Graphic Courtroom Testimony About Robert Durst’s Violence

LOS ANGELES (CN) — Robert Durst, the eccentric New York real estate scion on trial for the murder of his best friend, once kicked an acquaintance in the face hard enough to break a bone under his eye, the man told a packed courtroom Monday.

Exactly a year later, on the day she was last seen alive, Durst’s wife Kathleen urgently called the acquaintance to implore him to sue her husband, that man, Peter Schwartz, testified Monday.

The Los Angeles district attorney’s office has charged Durst with the execution-style shooting of his friend, Susan Berman, allegedly to stop her from telling what she knew about the disappearance and presumed death of Durst’s wife.

Schwartz was the first of four elderly witnesses expected to take the stand this week in pretrial hearings to preserve their testimony in the case.

Prosecutors believe the multimillionaire Durst murdered Berman on Christmas Eve 2000 because she knew he had killed his 29-year-old wife in early 1982.

Kathleen’s body has never been found, and no one has been charged in her disappearance.

Deputy District Attorney Habib Balian told Superior Court Judge Mark Windham that the prosecution’s theory is that Kathleen Durst had confronted or threatened her husband over money she sought in a potential divorce settlement, leading to a violent response.

Prosecutors may be planning to use Schwartz’s testimony to show that Robert Durst could turn violent when angry.

Balian also asked Schwartz on Monday whether Kathleen Durst ever mentioned that Robert Durst had forced her to sign false tax returns or “that she was using fraudulent tax filings to get a better divorce settlement.”

Schwartz said he did not recall such a discussion.

Schwartz, a 69-year-old psychotherapist and former photo store owner from Connecticut, testified that in the late 1970s and early ’80s, he was close to a good friend of the Dursts. Although he barely knew them, he did go to two parties they also attended.

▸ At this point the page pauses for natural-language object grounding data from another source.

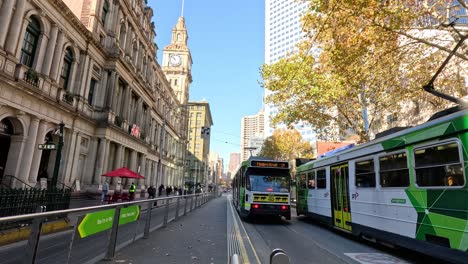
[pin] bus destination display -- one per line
(269, 164)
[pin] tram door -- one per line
(340, 196)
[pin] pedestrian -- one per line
(132, 191)
(104, 191)
(160, 189)
(151, 192)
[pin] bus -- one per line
(407, 188)
(261, 187)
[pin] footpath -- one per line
(199, 237)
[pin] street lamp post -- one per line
(58, 157)
(163, 127)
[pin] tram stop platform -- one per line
(198, 237)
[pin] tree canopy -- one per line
(365, 56)
(285, 144)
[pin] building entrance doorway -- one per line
(6, 130)
(46, 165)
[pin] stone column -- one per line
(50, 49)
(15, 153)
(5, 16)
(127, 98)
(101, 98)
(110, 90)
(37, 153)
(67, 156)
(100, 163)
(74, 71)
(15, 28)
(43, 41)
(57, 56)
(143, 171)
(90, 162)
(114, 101)
(84, 85)
(75, 159)
(29, 150)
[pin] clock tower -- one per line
(177, 62)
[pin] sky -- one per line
(226, 39)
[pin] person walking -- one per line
(104, 191)
(131, 191)
(151, 192)
(160, 189)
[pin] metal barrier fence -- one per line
(26, 201)
(96, 232)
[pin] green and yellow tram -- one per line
(408, 188)
(261, 187)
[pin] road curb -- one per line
(22, 233)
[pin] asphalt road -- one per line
(55, 248)
(202, 237)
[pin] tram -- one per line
(407, 189)
(261, 187)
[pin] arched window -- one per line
(123, 32)
(105, 11)
(31, 39)
(66, 69)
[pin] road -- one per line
(202, 236)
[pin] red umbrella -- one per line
(123, 173)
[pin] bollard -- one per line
(278, 256)
(185, 205)
(166, 215)
(113, 238)
(177, 209)
(191, 203)
(148, 220)
(33, 240)
(234, 259)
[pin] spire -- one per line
(182, 13)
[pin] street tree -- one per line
(285, 144)
(362, 59)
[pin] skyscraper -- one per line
(283, 31)
(252, 128)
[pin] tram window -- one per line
(321, 179)
(394, 170)
(439, 166)
(311, 180)
(365, 174)
(302, 181)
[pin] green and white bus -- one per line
(261, 187)
(408, 188)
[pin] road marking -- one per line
(237, 223)
(375, 258)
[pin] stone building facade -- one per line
(92, 65)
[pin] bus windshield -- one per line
(264, 183)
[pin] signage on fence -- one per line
(43, 183)
(97, 222)
(47, 146)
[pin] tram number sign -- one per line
(47, 146)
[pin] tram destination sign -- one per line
(269, 164)
(47, 146)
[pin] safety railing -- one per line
(95, 233)
(277, 256)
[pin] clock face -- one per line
(175, 60)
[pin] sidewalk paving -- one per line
(199, 237)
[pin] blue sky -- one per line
(226, 39)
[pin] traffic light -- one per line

At the first party, Schwartz said, he was standing by a door when the door flew open suddenly and hit him in the head.

“The only person besides me by the door was Bobby Durst,” he said. “I believed it was Bobby who moved the door in my direction.”

Durst “stood there as though nothing at all had happened … like he could care less,” Schwartz said.

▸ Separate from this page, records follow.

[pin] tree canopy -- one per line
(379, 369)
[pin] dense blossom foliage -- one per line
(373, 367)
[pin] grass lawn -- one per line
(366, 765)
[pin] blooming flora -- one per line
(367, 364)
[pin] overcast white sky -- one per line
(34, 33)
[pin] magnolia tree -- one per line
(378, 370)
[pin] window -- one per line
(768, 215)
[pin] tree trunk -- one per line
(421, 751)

The second party took place on Jan. 31, 1982, at the Durst’s Manhattan apartment. Several hours in, everyone headed off to a nightclub across town, but Kathleen Durst changed her mind and quickly returned home, bringing along several other women and Schwartz.

They were sitting in the apartment, with Schwartz seated on the floor, when Robert Durst suddenly showed up, agitated and angry.

“He looked at Kathleen, and he looked at me. ‘You’re the only guy here,’” Schwartz recalled. “He looked enraged. He rushed forward and kicked me in the eye.”

Durst was wearing cowboy boots with hard, “very pointy” toes, he said.

The larger Schwartz managed to wrestle Durst to the floor and hold him down until he quieted.

But when Schwartz let him up, Durst charged again, pushing Schwartz into the radiator and injuring his back.

Schwartz said he brought Durst down again and once more released him. When Durst left the room, Kathleen Durst mentioned that her husband had a gun. She called the police, Schwartz said.

Criminal charges were filed, but Schwartz said he believes they were dropped after Durst stayed out of trouble for six months.

Schwartz filed a civil suit on Jan. 22, 1982. Just a week later, on Jan. 31, he said, Kathleen Durst called him sounding agitated and asked if he had settled his civil claim against her husband. She urged Schwartz to file suit. He said he wouldn’t discuss the situation and she hung up, sounding even more upset.

Schwartz said he thought someone had been listening in because he heard a second phone hang up.

Prosecutors planned to call Emily Altman, a longtime Durst friend, to testify Tuesday. Altman is the wife and legal secretary to Stewart Altman, a high school friend of Durst who has represented the real estate heir often over the years.

Durst’s lead defense attorney, Dick DeGuerin of Houston, told Judge Windham on Monday that any testimony Emily Altman might give should be barred as attorney-client privilege. Altman’s separate counsel Marilyn Bednarski, with Kaye, McLane, Bednarski & Litt in Pasadena, also asked to postpone her client’s testimony until after Stewart Altman testifies, in August.

Windham agreed with Deputy District Attorney John Lewin, the lead prosecutor, that Emily Altman could testify about nonlegal or friendship-related communications she has had with the defendant over the years.

Other witnesses will be Berman friend Richard Markey and Paul Kaufman, who was the murder victim’s boyfriend in the mid-1980s, according to the district attorney’s office.

(Photo shows Robert Durst in Los Angeles courtroom during a hearing in February.)